Part 2: The “Why” – Underwriting a Business Plan, Not Just a Property
Once we identify a target, our underwriting process begins. For us, underwriting is not a passive spreadsheet exercise; it’s the creation of a detailed, asset-level business plan.
Many investors project generic 3% rent increases and 2% expense inflation. We go deeper.
Our model is built line-by-line. We identify exactly where the operational and financial “leaks” are. Is the property paying for unbilled utilities? Is unit turnover taking 30 days when it should take 10? Are they leaving $50 per unit on the table by not offering an upgraded finish package?

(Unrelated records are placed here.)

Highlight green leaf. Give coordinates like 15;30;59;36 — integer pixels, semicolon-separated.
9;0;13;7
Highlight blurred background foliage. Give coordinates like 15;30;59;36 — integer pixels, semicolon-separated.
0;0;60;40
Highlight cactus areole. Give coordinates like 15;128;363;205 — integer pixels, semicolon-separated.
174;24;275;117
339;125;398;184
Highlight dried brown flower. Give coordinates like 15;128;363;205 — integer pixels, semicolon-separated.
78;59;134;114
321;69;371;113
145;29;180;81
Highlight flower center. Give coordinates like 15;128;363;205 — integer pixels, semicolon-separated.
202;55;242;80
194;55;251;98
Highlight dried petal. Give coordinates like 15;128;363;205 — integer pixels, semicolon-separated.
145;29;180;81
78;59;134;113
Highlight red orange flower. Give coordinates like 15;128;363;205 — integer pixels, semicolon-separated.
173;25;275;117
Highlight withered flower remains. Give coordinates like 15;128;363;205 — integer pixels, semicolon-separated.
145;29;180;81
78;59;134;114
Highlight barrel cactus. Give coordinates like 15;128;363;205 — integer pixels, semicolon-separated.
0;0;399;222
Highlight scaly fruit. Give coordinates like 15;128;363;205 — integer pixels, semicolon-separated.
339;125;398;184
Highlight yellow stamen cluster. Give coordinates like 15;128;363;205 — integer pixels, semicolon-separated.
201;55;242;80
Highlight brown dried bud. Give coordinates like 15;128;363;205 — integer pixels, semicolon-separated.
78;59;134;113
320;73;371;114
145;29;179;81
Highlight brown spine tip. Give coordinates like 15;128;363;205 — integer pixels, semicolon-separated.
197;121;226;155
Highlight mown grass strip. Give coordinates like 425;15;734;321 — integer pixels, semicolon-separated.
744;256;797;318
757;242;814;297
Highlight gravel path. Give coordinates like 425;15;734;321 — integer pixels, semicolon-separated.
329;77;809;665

We underwrite to a provable future, not a hypothetical one. Our pro-forma is based on the specific, granular value-add initiatives we plan to execute, allowing us to stress-test our returns against rising interest rates or a softening in the market. If the deal still works, we move forward.
Part 3: The “How” – Our 3-Pronged Value-Add Strategy
This is where we force appreciation. Our business plan activates on Day 1 and focuses on three core areas simultaneously.
1. Driving Operational Efficiencies
This is the lowest-cost, highest-impact way to add value. We professionalize management and attack the expense side of the ledger.
- Expense Control: We audit all service contracts, from landscaping to trash, to ensure we’re not overpaying.
- Utility Recapture: We often implement Ratio Utility Billing Systems (RUBS) to ensure residents are accountable for their consumption, a move that dramatically cuts utility costs and promotes conservation.
- Reducing Turnover: By improving the resident experience and maintenance response times, we reduce costly vacancy and turnover—a direct boost to the bottom line.
2. Executing Strategic Cap-Ex
This isn’t about luxury; it’s about livability and durability. Our capital expenditure (Cap-Ex) plan is designed for maximum ROI, focusing on items that tenants will pay a premium for and that lower future maintenance costs.
- Interiors: We replace dated carpet with durable luxury vinyl plank (LVP) flooring. We upgrade light fixtures, hardware, and plumbing fixtures, and resurface (or replace) countertops for a clean, modern feel.
- Exteriors & Amenities: First impressions are everything. A new coat of paint, modern signage, improved landscaping, and a refreshed pool or fitness area create “curb appeal” that justifies higher rents and makes residents proud to live there.
3. Implementing Smart Tech
Technology is no longer an amenity; it’s an expectation. It also happens to be a powerful tool for reducing operating costs.
- Resident Portals: We implement systems for online rent payments and digital maintenance requests. This streamlines collections, reduces administrative burden, and improves the resident experience.
- Smart-Home Features: In-unit tech like smart thermostats and smart locks provides convenience for residents while giving management better control over utility costs in vacant units and simplifying turnover.
The Result: A “Win-Win”
This playbook—Identify, Underwrite, Execute—is how we systematically transform “tired” properties into thriving, profitable communities.
We are not passive investors. We are active operators who create value through discipline and hard work. By forcing appreciation, we deliver superior, risk-adjusted returns for our partners. And, just as importantly, we preserve and improve a critical supply of housing, offering a higher quality of life for the workforce that powers our economy.